On Monday, The New York Times published an exhaustive list of the 281 “people, places, and things” Trump has insulted throughout his campaign (and they sourced that material purely from his tweets). The resulting list takes up two full pages in the paper and catalogs Trump’s disparaging comments toward Hillary Clinton—calling her “crooked,” “nasty,” and “weak”—in addition to his slandering of journalists, celebrities, media outlets, the Super Bowl, a Neil Young song, and entire countries. The Times initially posted a version of this list on its website toward the end of January of this year and took on the daunting task of updating it throughout Trump’s campaign.
While it’s undoubtedly important for voters to know the divisive, offensive language Trump uses on a daily basis, stories like these have a way of tipping the sheer volume of coverage in favor of the more outlandish candidate. In March, The New York Times reported on the $2 billion worth of free media coverage Trump received during the primaries, despite spending relatively little on presidential ads. Whether the press is good or bad, Trump gains an advantage simply by dominating the front pages of major outlets.
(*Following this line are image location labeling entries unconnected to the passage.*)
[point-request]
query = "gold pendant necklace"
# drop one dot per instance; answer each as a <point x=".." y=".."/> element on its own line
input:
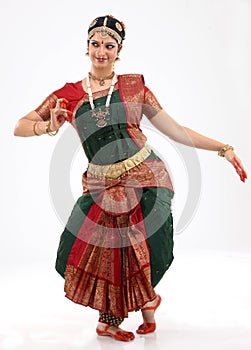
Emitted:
<point x="100" y="115"/>
<point x="101" y="79"/>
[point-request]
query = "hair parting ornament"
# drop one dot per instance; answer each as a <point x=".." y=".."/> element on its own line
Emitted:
<point x="105" y="26"/>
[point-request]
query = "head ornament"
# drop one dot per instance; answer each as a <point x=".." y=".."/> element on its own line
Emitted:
<point x="105" y="26"/>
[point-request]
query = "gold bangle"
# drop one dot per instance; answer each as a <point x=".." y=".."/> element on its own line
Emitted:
<point x="224" y="149"/>
<point x="48" y="130"/>
<point x="34" y="129"/>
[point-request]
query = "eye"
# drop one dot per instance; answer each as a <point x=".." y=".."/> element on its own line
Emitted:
<point x="110" y="46"/>
<point x="94" y="44"/>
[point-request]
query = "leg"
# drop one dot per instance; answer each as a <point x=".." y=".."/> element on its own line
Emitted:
<point x="148" y="312"/>
<point x="109" y="325"/>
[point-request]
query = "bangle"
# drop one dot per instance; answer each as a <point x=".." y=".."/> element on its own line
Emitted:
<point x="34" y="129"/>
<point x="224" y="149"/>
<point x="48" y="130"/>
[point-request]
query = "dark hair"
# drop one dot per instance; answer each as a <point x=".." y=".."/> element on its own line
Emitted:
<point x="107" y="25"/>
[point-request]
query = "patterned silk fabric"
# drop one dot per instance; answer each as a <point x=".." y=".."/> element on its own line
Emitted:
<point x="118" y="241"/>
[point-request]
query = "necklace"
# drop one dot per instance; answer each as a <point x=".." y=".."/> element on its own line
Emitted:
<point x="100" y="115"/>
<point x="102" y="79"/>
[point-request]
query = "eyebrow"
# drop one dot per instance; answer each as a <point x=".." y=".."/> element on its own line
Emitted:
<point x="108" y="43"/>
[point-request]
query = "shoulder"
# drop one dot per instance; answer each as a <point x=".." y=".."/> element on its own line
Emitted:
<point x="70" y="91"/>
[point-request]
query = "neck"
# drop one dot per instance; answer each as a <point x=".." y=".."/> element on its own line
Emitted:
<point x="102" y="72"/>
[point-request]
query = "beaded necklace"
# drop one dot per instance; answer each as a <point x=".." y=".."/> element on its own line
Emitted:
<point x="100" y="115"/>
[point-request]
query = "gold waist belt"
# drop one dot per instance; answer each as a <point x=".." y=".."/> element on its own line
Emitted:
<point x="115" y="170"/>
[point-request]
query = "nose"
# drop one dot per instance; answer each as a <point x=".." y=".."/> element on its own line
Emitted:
<point x="101" y="50"/>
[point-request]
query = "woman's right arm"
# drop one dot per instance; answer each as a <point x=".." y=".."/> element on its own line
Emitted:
<point x="30" y="125"/>
<point x="53" y="118"/>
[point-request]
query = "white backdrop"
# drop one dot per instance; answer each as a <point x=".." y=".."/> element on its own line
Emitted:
<point x="195" y="56"/>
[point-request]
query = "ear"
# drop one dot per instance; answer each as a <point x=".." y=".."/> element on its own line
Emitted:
<point x="120" y="48"/>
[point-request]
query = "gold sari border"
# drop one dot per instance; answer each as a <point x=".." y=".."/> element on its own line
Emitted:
<point x="115" y="170"/>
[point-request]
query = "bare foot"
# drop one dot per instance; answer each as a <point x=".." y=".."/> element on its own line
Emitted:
<point x="116" y="333"/>
<point x="149" y="309"/>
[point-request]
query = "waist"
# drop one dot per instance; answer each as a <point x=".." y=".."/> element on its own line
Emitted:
<point x="115" y="170"/>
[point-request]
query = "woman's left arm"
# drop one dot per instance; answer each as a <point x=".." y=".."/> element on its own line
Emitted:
<point x="168" y="126"/>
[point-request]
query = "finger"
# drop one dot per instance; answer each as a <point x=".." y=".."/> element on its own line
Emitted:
<point x="62" y="103"/>
<point x="240" y="171"/>
<point x="69" y="116"/>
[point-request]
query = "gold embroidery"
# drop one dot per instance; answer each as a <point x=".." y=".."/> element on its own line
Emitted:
<point x="43" y="110"/>
<point x="151" y="106"/>
<point x="113" y="171"/>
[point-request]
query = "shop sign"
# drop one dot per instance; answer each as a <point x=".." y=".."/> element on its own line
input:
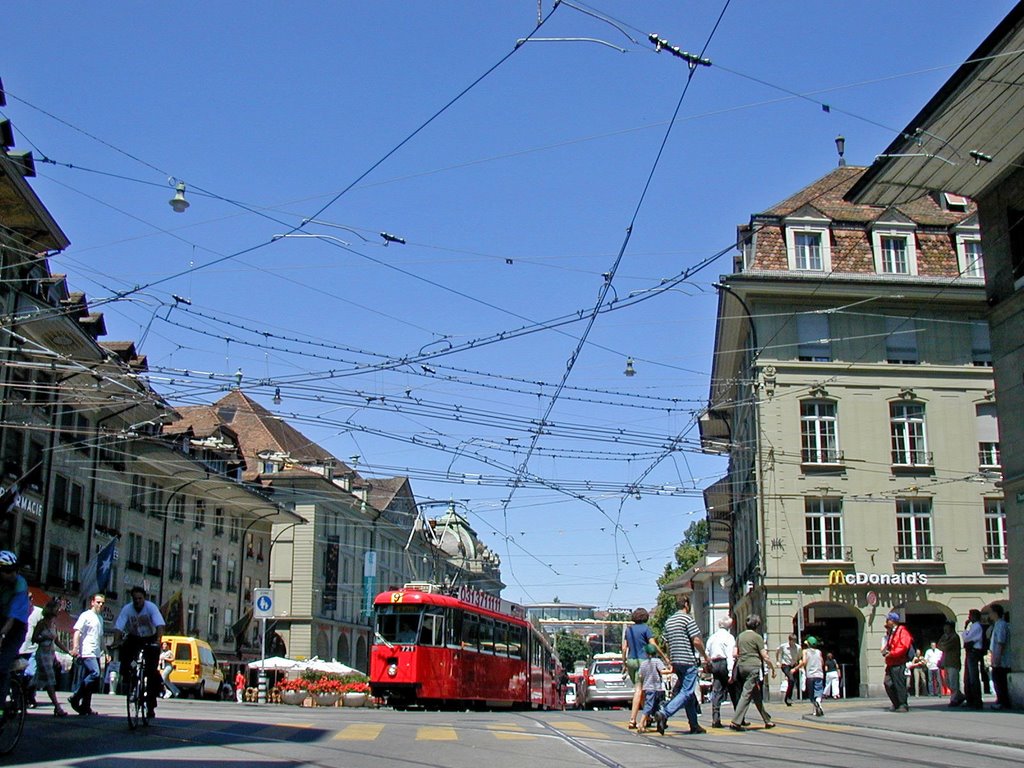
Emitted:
<point x="33" y="506"/>
<point x="838" y="577"/>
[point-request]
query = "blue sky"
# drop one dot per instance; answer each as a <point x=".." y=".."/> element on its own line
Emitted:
<point x="512" y="173"/>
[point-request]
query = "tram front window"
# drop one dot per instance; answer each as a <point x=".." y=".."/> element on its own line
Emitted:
<point x="399" y="624"/>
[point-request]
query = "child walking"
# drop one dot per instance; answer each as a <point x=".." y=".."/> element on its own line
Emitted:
<point x="650" y="672"/>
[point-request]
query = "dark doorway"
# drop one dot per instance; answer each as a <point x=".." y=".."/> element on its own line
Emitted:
<point x="841" y="637"/>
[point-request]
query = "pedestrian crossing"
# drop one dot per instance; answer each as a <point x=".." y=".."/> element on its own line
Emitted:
<point x="506" y="731"/>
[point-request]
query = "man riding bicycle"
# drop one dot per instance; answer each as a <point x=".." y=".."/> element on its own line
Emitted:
<point x="139" y="625"/>
<point x="14" y="609"/>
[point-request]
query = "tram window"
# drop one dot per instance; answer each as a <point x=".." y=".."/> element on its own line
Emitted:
<point x="432" y="631"/>
<point x="487" y="634"/>
<point x="515" y="642"/>
<point x="453" y="636"/>
<point x="399" y="625"/>
<point x="502" y="638"/>
<point x="470" y="631"/>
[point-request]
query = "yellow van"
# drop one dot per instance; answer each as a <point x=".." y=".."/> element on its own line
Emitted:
<point x="196" y="669"/>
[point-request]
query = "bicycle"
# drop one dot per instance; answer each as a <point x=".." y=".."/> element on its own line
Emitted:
<point x="12" y="722"/>
<point x="137" y="687"/>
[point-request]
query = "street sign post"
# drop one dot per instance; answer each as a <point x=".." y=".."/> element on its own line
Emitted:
<point x="262" y="609"/>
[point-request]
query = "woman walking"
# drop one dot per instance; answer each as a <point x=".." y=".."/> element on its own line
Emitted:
<point x="751" y="653"/>
<point x="45" y="638"/>
<point x="814" y="670"/>
<point x="635" y="641"/>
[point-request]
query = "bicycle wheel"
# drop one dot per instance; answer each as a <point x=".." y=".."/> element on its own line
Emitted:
<point x="12" y="722"/>
<point x="135" y="699"/>
<point x="143" y="693"/>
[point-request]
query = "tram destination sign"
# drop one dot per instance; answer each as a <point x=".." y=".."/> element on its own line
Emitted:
<point x="838" y="577"/>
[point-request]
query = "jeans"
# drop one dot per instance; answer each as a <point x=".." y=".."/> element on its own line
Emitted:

Despite the unprecedented vitriol Trump uses as his campaign’s centerpiece, a report released this past June by Harvard Kennedy School’s Shorenstein Center revealed that Hillary Clinton has received more negative coverage than any other candidate. For instance, 84 percent of the coverage devoted to Clinton and policy issues had a negative tone, while only 42 percent of similar stories about Trump were negative. Tim Groeling, Chair of the UCLA Department of Communications Studies, explained the phenomenon to GOOD reporter Carter Maness, saying,
“The handicapped horse-race coverage (where Trump did far better than most analysts expected, Sanders did better, and Clinton had a much harder time than predicted) seems to explain most of the patterns observed here. When a candidate does better than expected, reporters tend to write stories explaining why the candidate did better than expected, which tend to focus on positive characteristics. When they do worse than expected, the stories catalog their faults in an attempt to explain that.”
Which explains why, immediately following the presidential debates, pundits tended to focus on how Trump surprised them by lowering his voice instead of jumping right into his defense of sexual assault or conflation of black Americans with inner cities.
Because we are naturally more attracted to the sensational than the sentimental, it shouldn’t come as a big surprise that political reporting tends to be more negative than positive. But at what point does this kind of reporting bleed into purposeless entertainment? The Times’ latest list likely won’t make a dent in the polls (as of October 22, Reuters pegs Clinton with a 95 percent chance of winning). Still, given the number of pivotal historical moments and monumental decisions taking place lately, is it necessary to devote two full pages of an award-winning newspaper to Donald Trump’s tweets? If the age-old advice of shutting down bullies by ignoring them still holds up, then the answer is clearly no.